Phylogenetic tree construction and genetic pairwise distance calculation

Sequences for genes of interest were aligned using MAFFT v6.864b [89] along with existing sequences from NCBI GenBank. Concatenated alignments and partition files were generated using FASconCAT-G (https://github.com/PatrickKueck/FASconCAT-G). Maximum-likelihood phylogenies were produced from the single or concatenated nucleotide alignments using IQTREE v2.2.2.9[97] with 1,000 ultra-fast bootstraps [98] and best model selection from ModelFinder [99]. The Interactive Tree of Life online tool (https://itol.embl.de) was used to visualize the consensus trees produced and to generate the tree figures. Numbers at nodes represent ultra-fast bootstrap values and tree scales represent number of nucleotide substitutions. Genetic pairwise distances were calculated from alignments using the DistanceCalculator class from the Bio.Phylo.TreeConstruction module in Biopython v1.79 [100].
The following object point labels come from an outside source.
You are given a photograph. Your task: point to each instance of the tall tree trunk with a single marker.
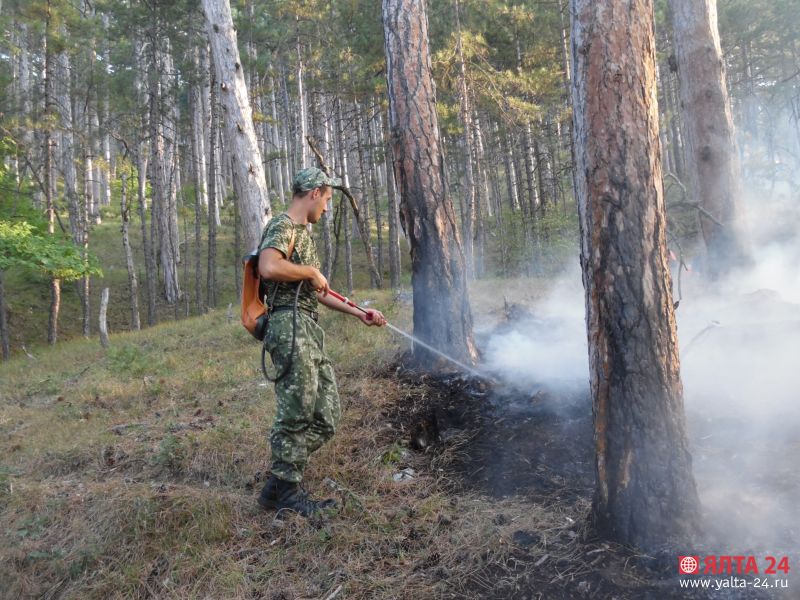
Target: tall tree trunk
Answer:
(5, 345)
(374, 183)
(711, 156)
(510, 170)
(278, 144)
(645, 493)
(302, 114)
(394, 218)
(442, 315)
(49, 173)
(249, 183)
(348, 245)
(133, 284)
(365, 229)
(465, 113)
(213, 209)
(198, 166)
(160, 174)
For the Wolbachia phylogenomic tree, Orthofinder v2.5.4 was used to produce a set of orthologous sequences [101]. Protein sequences for each single-copy orthogroup (OG) were aligned using MAFFT v7.149b [89]. Gblocks v0.91b was used to trim noisy or poorly aligned protein positions [102]. The trimmed alignments were concatenated into a supermatrix used to construct maximum likelihood trees in IQTREE v2.1.2. We used ModelFinder within IQTREE to determine the appropriate model for each protein. Branch support was calculated using the following options in IQTREE: (i) ultra- fast bootstrap, (ii) SH- aLRT support, (iii) local bootstrap support and (iv) aBayes Bayesian support, with all options set to 1,000, and all options produced highly similar values. Values from the ultra-fast bootstrap option [103] were displayed along with the consensus trees in the final figures. Sequence comparisons of wPaga, wDacA, wDacB and wTex genomes to all the genomes represented in the phylogenomic tree was performed using megablast. The output results were filtered to remove self-hits and the best hit for each contig was retained. The percentage identity and query coverage in three Blast hits were analysed and plotted, with each contig hit coloured by supergroup affiliation of the best matching subject sequence. In the analysis of wTex, hits to the only other Wolbachia (wPpe) from the same supergroup L were also excluded to simulate a novel, highly divergent Wolbachia supergroup.